Digging into Structured Data for Media on Commons (Part 2)

Now that we know all about what MediaInfo content looks like and how to request it from the api, let’s see how to add MediaInfo content to an image. If you don’t remember all that, have a look at the previous blog post for a refresher.

Adding captions

Captions are called ‘labels’ in Wikibase lingo, and so we’ll want to put together a string that represents the json text defining one or more labels. Each label can have a string defined for one or more languages. This then gets passed to the MediaWiki api to do the heavy lifting.

Here’s an example of the ‘data’ parameter to the api before url encoding:

data={"labels":{"en":{"language":"en","value":"Category:Mak Grgić"},
"sl":{"language":"sl","value":"Mak Grgic"}}}

You’ll need to pass a csrf token which you can get after logging in to MediaWiki, and the standard parameters to wbeditentity, namely:

action=wbeditentity
id=<Mxxx, the MediaInfo id associated with your image>
summary=<comment summarizing the edit>
token=<csrf token you got from logging in>

Since I spend most of my coding life in Python land, we love the requests module. Here’s the relevant code for that:

        params = {'action': 'wbeditentity',
                  'format': 'json',
                  'id': minfo_id,
                  'data': '{"labels":{"en":{"language":"en","value":"' + caption + '"}}}',
                  'summary': comment,
                  'token': self.args['creds']['commons']['token']}
        response = requests.post(self.args['wiki_api_url'], data=params,
                                 cookies=self.args['creds']['commons']['cookies'],
                                 headers={'User-Agent': self.args['agent']})
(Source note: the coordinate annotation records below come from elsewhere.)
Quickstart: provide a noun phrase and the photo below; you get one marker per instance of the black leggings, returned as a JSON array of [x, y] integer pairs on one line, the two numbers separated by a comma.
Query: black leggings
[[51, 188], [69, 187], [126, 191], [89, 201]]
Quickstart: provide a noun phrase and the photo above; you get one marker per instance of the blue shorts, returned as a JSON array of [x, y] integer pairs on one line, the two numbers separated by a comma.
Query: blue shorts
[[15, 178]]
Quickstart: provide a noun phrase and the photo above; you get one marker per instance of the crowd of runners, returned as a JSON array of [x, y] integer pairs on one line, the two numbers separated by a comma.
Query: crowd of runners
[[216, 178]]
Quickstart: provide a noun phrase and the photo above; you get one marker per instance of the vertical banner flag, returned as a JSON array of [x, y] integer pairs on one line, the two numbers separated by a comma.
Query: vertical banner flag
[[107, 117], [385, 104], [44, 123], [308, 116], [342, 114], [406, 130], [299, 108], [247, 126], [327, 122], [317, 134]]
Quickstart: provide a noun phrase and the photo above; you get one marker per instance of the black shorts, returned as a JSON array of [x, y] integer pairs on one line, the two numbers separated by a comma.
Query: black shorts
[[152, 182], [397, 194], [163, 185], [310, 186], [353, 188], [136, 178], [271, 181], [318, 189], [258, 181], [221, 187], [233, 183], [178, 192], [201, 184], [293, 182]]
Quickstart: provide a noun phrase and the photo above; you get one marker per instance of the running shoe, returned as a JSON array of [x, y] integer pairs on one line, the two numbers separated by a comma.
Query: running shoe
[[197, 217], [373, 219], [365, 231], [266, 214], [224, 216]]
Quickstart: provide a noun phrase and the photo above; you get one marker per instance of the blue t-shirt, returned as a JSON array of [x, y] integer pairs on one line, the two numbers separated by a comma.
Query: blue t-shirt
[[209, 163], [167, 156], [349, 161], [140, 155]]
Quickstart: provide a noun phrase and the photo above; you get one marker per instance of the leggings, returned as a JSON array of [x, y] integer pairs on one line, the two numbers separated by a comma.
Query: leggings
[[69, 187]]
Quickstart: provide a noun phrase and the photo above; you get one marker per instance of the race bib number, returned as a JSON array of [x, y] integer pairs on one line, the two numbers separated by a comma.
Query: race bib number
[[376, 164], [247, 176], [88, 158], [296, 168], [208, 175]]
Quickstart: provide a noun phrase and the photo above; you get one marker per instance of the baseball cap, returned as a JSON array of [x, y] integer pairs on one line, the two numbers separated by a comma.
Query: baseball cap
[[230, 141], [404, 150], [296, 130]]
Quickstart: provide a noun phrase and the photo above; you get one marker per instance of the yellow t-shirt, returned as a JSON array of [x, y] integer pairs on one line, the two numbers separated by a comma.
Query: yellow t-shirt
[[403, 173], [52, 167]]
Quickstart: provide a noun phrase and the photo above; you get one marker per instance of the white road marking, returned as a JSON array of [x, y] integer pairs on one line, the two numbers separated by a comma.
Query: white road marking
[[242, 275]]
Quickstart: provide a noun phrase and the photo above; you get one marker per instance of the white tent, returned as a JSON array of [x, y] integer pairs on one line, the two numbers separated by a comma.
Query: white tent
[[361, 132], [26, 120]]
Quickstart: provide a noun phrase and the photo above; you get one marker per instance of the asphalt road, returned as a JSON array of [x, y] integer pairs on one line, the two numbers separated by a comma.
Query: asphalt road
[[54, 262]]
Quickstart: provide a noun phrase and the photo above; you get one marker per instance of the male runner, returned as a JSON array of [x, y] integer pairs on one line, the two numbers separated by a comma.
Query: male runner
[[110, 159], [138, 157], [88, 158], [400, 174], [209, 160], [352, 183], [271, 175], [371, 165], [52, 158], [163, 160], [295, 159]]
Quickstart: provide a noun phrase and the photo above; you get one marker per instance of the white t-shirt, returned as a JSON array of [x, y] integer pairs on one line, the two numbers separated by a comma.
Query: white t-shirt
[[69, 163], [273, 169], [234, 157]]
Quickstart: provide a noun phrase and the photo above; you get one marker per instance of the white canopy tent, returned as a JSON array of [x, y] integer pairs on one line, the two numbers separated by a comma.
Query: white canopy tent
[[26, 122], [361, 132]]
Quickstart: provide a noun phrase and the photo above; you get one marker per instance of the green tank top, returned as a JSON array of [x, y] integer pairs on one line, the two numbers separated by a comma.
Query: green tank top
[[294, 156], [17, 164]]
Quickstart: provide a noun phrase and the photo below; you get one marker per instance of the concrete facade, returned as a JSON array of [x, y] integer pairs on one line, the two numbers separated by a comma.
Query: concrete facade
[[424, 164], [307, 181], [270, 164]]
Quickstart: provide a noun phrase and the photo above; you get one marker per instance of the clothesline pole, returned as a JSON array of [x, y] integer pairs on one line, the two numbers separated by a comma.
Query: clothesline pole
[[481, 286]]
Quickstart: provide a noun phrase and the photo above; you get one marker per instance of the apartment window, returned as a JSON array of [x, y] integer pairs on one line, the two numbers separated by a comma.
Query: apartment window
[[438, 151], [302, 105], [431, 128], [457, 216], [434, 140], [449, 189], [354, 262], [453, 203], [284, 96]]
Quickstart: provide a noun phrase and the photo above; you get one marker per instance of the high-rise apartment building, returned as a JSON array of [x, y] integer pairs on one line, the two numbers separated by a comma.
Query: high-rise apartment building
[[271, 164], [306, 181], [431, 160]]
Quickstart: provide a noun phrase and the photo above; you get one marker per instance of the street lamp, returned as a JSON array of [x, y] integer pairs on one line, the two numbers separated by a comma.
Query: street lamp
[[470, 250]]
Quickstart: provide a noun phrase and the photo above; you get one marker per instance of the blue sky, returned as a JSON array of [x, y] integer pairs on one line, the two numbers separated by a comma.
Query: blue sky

where variables like minfo_id, comment and so on should be self-explanatory.

You’ll get json back and if the request fails within MediaWiki, there will be an entry named ‘error’ in the response with some string describing the error.

You can have a look at the add_captions() method in https://github.com/apergos/misc-wmf-crap/blob/master/glyph-image-generator/generate_glyph_pngs.py for any missing details.

Since that’s all pretty straightfoward, let’s move on to…

Adding Depicts Statements

A ‘depicts’ statement is a Wikibase statement (or ‘claim’) that the image associated with the specified MediaInfo id depicts a certain subject. We specify this by using the Wikidata property id associated with ‘depicts’. For www.wikidata.org that is https://www.wikidata.org/wiki/Property:P180 and for the test version of Wikidata I work with at https://wikidata.beta.wmflabs.org it is https://wikidata.beta.wmflabs.org/wiki/Property:P245962 so you’ll need to tailor your script to the Wikibase source you’re using.

When we set a depicts statement via the api, existing statements are not touched, so it’s good to check that we don’t already have a depicts statement that refers to our subject. We can retrieve the existing MediaInfo content (see the previous blog post for instructions) and check that there is no such depicts statement in the content before continuing.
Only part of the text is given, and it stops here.